The following dependencies are required to perform the analysis in Python:

```
pandas>=1.3.4 
numpy>=1.21.2
scikit-learn>=1.0
h2o>=3.38.0.1
```
The main functions are grouped into two files:

```
RFE_module.py
H2O_module.py
```

## Modules and functions

Two modules are required to perform the analyses in the highlander_script/ directory. The RFE_module.py perform a Recursive Feature Elimination reducing the input variables. The user can define the number of features to maintain. The discarded features are the most uninformative and redundant in the dataset. Consequently, this step can reduce the variables, allowing a more precise and quick analysis using the Machine Learning algorithms. It can be considered a feature selection before analyzing the data. The function name is: "RFE_highlander()".
The H2O_module.py contains several functions to perform the Machine Learning analyses. In detail:

<ul>
<li> It searches for the best algorithm to perform the prediction; the best algorithm is chosen using a set of different models (best_model)</li>
<li> Once the best model is selected, the best hyper-parameters are tuned using a grid search approach (grid_search_gbm)</li>
<li> The relative importance of all the variables in the prediction is then evaluated (varimp)</li> 
<li> The model is then trained and tested, and the accuracy is evaluated using the Mean Absolute Error metric (mae_nf)</li>
<li> The subset of the most important variables is identified.

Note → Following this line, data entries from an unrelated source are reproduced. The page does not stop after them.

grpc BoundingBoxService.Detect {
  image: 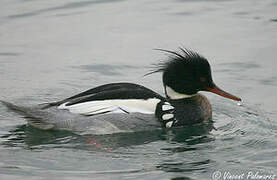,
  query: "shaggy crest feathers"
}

[144,47,209,76]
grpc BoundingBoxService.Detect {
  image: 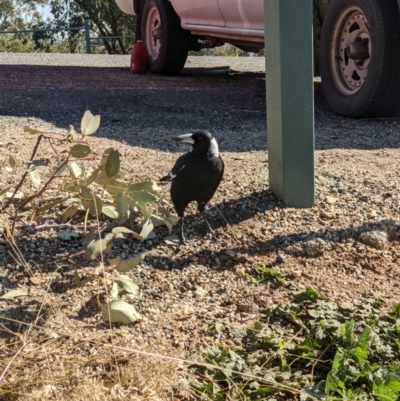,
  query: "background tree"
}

[0,0,47,52]
[50,0,136,54]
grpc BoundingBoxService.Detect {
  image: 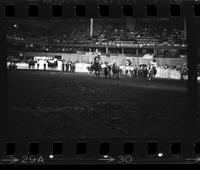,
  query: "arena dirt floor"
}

[4,70,191,139]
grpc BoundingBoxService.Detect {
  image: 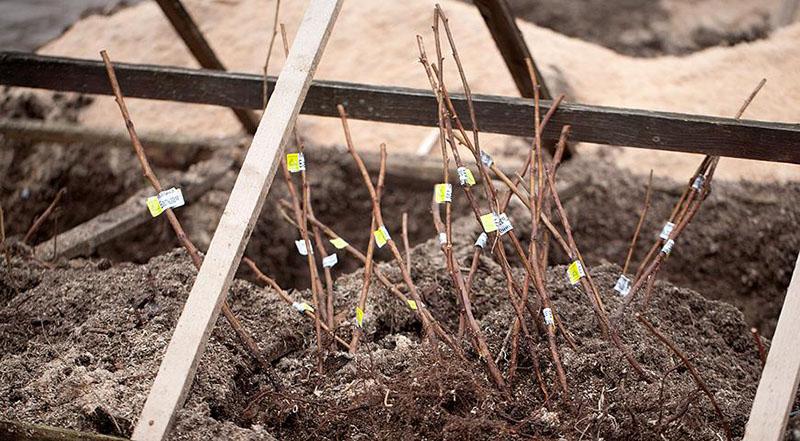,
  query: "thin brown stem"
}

[750,328,767,369]
[262,0,281,109]
[636,313,733,440]
[403,211,411,271]
[350,146,386,354]
[337,104,460,352]
[100,50,278,386]
[622,170,653,275]
[242,256,350,350]
[22,188,67,244]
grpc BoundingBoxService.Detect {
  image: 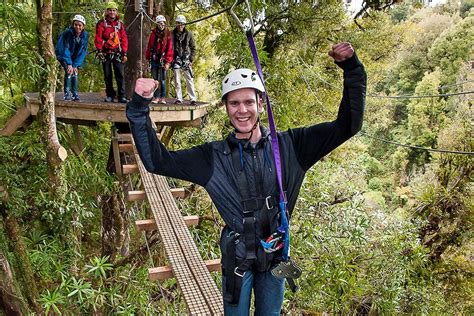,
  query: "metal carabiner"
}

[229,0,255,35]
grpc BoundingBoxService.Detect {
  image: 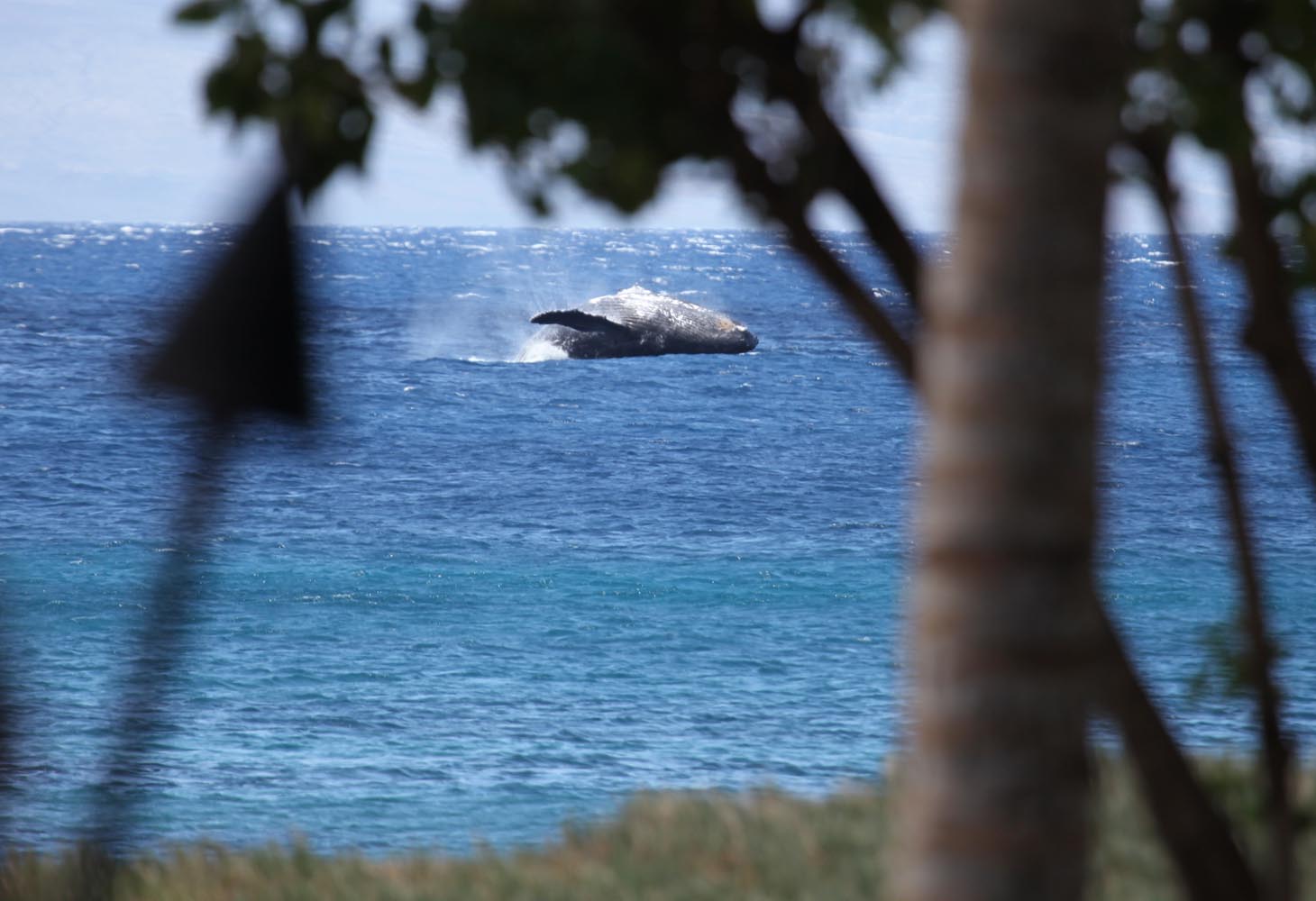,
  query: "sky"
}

[0,0,1257,232]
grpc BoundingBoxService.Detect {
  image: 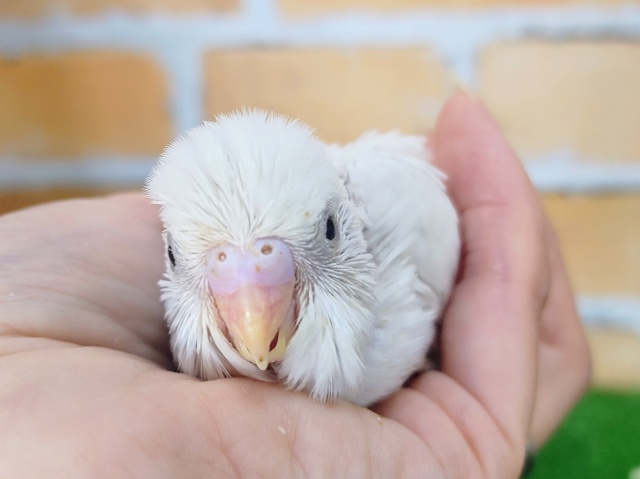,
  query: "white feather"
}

[147,111,459,404]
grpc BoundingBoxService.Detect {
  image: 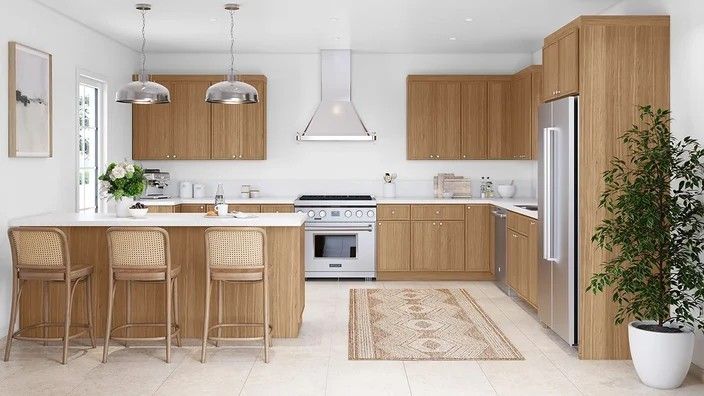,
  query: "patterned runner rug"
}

[348,289,523,360]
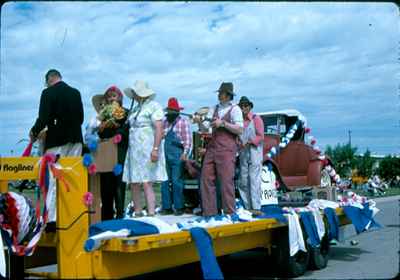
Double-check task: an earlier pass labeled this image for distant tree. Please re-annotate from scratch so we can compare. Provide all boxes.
[378,155,400,180]
[356,149,375,177]
[325,144,357,177]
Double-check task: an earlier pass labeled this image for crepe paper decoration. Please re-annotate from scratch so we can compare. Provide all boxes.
[50,165,70,192]
[82,154,93,167]
[113,133,122,144]
[22,141,33,157]
[88,139,97,152]
[83,192,93,207]
[88,163,97,175]
[113,163,122,176]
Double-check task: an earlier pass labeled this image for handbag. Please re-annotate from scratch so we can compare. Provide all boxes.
[93,138,118,173]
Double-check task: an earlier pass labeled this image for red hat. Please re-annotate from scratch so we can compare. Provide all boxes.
[166,97,183,111]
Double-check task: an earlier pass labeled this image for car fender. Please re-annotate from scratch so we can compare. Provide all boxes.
[263,157,290,192]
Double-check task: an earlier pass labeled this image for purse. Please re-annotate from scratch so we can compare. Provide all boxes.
[93,138,118,173]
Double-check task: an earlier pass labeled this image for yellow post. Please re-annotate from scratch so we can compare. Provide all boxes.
[57,157,93,279]
[0,180,8,193]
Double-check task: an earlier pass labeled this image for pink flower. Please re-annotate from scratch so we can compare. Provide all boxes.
[83,192,93,207]
[88,163,97,175]
[113,134,122,144]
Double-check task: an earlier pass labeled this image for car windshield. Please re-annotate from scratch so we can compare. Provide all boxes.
[261,115,286,135]
[261,115,304,140]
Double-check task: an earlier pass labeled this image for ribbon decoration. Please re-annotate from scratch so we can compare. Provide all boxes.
[267,120,304,158]
[22,141,33,157]
[267,119,341,185]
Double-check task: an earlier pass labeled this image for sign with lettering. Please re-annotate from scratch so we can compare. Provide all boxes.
[0,157,40,181]
[261,165,278,206]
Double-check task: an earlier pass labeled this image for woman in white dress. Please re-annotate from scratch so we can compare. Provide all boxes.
[123,81,168,217]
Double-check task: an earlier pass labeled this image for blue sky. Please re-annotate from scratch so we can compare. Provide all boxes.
[0,2,400,156]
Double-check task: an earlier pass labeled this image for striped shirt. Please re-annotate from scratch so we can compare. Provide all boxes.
[163,116,192,155]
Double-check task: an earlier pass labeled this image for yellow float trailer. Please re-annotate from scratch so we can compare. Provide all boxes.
[0,157,349,279]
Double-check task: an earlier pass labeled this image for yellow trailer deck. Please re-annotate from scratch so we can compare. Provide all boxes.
[0,157,349,279]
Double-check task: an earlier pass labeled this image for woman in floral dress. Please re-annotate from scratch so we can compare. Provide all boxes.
[123,81,167,217]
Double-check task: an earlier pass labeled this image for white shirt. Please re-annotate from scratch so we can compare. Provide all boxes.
[203,102,243,132]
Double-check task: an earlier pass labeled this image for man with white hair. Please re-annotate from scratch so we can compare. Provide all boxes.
[29,69,83,231]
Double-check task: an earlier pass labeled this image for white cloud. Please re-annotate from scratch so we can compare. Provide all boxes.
[0,2,400,154]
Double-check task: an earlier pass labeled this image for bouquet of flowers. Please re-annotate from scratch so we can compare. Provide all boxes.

This step an be considered a feature selection after the data analysis (varimp)</li>
<li> The SHAP algorithm is then used to evaluate the contribution and the explanation of each feature to the classification (shap)</li>
<li> The explaination of the model is useful to evaluate the contribution of the feature to the model (explain_model)</li>
</ul>

## Tutorial

The whole pipeline to perform and end-to-end data analysis is reported as a Python notebook file ("Highlander_ML_notebook.ipynb") in the "Notebook" directory.